Expert skill for optimized stencil and convolution pattern implementations on GPU. Design tiled stencil algorithms with halos, implement 2D/3D convolution kernels, optimize boundary condition handling, apply temporal blocking techniques, generate separable filter implementations, and profile stencil memory bandwidth.
apm install @a5c-ai/stencil-convolution[](https://apm-p1ls2dz87-atlamors-projects.vercel.app/packages/@a5c-ai/stencil-convolution)---
name: stencil-convolution
description: Expert skill for optimized stencil and convolution pattern implementations on GPU. Design tiled stencil algorithms with halos, implement 2D/3D convolution kernels, optimize boundary condition handling, apply temporal blocking techniques, generate separable filter implementations, and profile stencil memory bandwidth.

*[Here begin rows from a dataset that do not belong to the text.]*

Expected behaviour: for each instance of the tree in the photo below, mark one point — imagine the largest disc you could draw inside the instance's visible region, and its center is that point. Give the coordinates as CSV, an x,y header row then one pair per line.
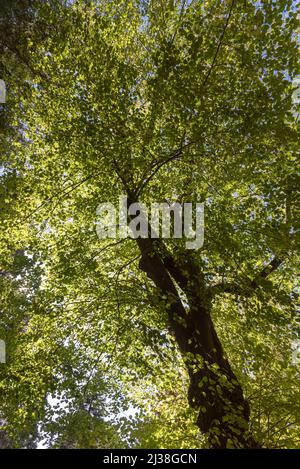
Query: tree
x,y
186,101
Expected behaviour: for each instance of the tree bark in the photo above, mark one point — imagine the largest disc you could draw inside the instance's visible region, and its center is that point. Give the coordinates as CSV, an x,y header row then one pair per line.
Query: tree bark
x,y
214,389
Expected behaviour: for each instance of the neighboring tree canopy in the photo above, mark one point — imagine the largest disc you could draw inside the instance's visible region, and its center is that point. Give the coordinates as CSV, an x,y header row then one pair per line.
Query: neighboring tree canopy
x,y
115,343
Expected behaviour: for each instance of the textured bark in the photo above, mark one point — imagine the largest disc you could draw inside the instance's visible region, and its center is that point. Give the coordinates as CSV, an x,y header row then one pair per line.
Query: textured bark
x,y
214,389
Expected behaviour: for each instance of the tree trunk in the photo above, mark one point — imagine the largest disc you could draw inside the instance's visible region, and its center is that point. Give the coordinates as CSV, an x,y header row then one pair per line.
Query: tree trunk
x,y
214,389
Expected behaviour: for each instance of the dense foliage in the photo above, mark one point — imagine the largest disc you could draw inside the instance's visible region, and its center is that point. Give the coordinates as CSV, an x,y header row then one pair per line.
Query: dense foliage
x,y
116,343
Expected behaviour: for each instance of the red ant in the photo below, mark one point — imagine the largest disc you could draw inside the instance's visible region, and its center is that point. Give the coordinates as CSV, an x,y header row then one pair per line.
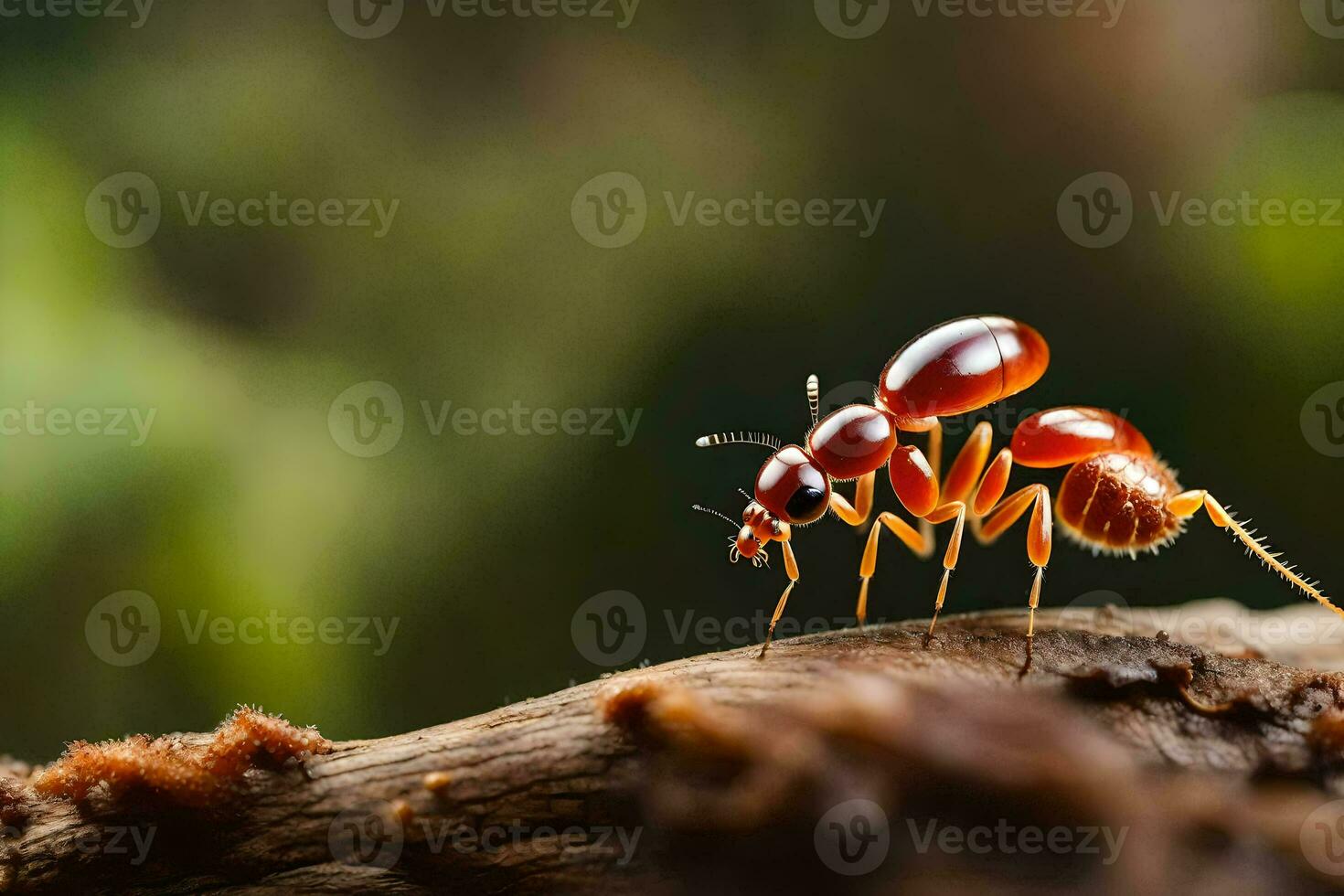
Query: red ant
x,y
1117,497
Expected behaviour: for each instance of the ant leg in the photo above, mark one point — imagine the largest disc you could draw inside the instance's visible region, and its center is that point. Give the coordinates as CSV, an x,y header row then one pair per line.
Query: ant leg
x,y
935,466
953,509
857,513
1040,540
907,534
1189,503
965,470
991,488
791,566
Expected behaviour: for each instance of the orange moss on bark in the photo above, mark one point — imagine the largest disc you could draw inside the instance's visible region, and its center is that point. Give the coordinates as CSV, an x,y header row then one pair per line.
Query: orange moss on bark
x,y
180,773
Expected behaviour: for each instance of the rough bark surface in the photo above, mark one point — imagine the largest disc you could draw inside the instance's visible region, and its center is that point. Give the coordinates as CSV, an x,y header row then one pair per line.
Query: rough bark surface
x,y
722,773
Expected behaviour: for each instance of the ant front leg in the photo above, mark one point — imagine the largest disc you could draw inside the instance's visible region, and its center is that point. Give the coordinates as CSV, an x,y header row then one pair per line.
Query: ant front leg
x,y
1189,503
791,566
1040,539
918,544
952,506
858,512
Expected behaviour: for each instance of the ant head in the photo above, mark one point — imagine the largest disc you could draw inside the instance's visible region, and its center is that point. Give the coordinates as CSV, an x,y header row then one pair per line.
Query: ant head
x,y
792,486
755,531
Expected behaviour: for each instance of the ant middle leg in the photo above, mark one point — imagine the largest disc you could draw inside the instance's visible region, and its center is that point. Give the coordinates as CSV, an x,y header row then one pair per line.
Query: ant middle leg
x,y
1040,540
858,512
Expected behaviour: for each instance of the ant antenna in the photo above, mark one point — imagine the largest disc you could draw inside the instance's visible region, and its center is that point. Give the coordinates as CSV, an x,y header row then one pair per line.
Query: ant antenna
x,y
722,516
731,438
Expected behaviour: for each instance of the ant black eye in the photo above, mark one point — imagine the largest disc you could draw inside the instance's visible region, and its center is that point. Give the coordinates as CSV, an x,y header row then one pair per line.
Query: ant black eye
x,y
806,504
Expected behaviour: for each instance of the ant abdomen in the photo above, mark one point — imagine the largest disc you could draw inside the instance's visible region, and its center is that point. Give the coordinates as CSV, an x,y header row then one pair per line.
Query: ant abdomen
x,y
961,366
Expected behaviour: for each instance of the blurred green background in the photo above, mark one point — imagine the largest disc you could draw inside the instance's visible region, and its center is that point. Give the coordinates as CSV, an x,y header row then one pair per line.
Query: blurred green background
x,y
242,503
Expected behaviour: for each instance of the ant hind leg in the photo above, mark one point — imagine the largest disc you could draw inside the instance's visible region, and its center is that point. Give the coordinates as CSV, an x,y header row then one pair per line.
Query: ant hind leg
x,y
1187,504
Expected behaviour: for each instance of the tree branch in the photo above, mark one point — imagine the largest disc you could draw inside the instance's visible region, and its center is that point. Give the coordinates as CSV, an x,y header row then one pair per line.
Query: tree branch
x,y
723,774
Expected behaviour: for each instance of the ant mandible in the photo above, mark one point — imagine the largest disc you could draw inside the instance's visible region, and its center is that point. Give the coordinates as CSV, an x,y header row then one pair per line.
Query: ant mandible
x,y
1118,496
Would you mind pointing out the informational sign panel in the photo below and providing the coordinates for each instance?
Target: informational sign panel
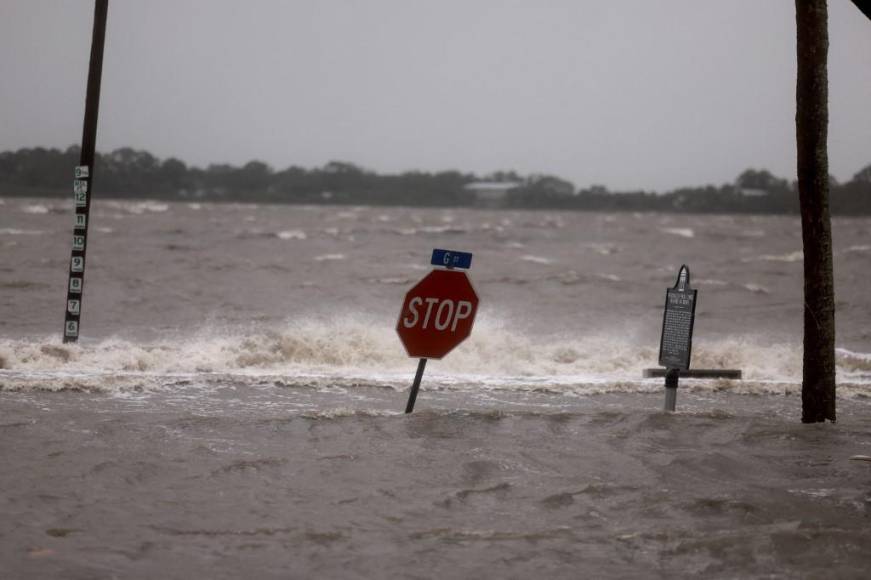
(83, 177)
(437, 314)
(81, 195)
(451, 259)
(676, 342)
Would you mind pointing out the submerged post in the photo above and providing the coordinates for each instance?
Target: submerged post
(671, 378)
(412, 396)
(811, 128)
(84, 176)
(676, 341)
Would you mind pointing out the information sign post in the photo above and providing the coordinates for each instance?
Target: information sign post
(83, 178)
(675, 346)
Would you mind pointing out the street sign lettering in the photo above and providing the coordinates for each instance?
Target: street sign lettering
(451, 259)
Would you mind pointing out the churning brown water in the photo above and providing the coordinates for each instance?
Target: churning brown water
(234, 406)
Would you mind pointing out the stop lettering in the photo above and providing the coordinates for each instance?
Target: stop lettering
(437, 314)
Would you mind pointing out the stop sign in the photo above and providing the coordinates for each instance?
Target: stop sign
(437, 314)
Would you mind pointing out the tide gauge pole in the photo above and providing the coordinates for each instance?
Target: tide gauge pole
(84, 176)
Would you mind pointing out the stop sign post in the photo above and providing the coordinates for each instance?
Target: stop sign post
(437, 313)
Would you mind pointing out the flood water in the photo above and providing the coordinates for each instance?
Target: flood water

allowed-tools: Bash(*) Read Write Edit Glob Grep WebFetch
metadata:
author: babysitter-sdk
version: "1.0.0"
category: domain-algorithms
backlog-id: SK-013
---
# stencil-convolution
You are **stencil-convolution** - a specialized skill for optimized stencil and convolution pattern implementations on GPU. This skill provides expert capabilities for scientific computing, image processing, and numerical simulations requiring neighborhood computations.
## Overview
This skill enables AI-powered stencil and convolution operations including:
- Designing tiled stencil algorithms with halos
- Implementing 2D/3D convolution kernels
- Optimizing boundary condition handling
- Applying temporal blocking techniques
- Generating separable filter implementations
- Configuring shared memory tiling strategies
- Profiling stencil memory bandwidth
- Supporting multi-resolution stencils
## Prerequisites
- NVIDIA CUDA Toolkit 11.0+
- GPU with compute capability 3.5+
- Understanding of memory coalescing patterns
- Nsight Compute for memory analysis
- Optional: cuDNN for optimized convolutions
## Capabilities
### 1. Basic 2D Stencil (5-Point Laplacian)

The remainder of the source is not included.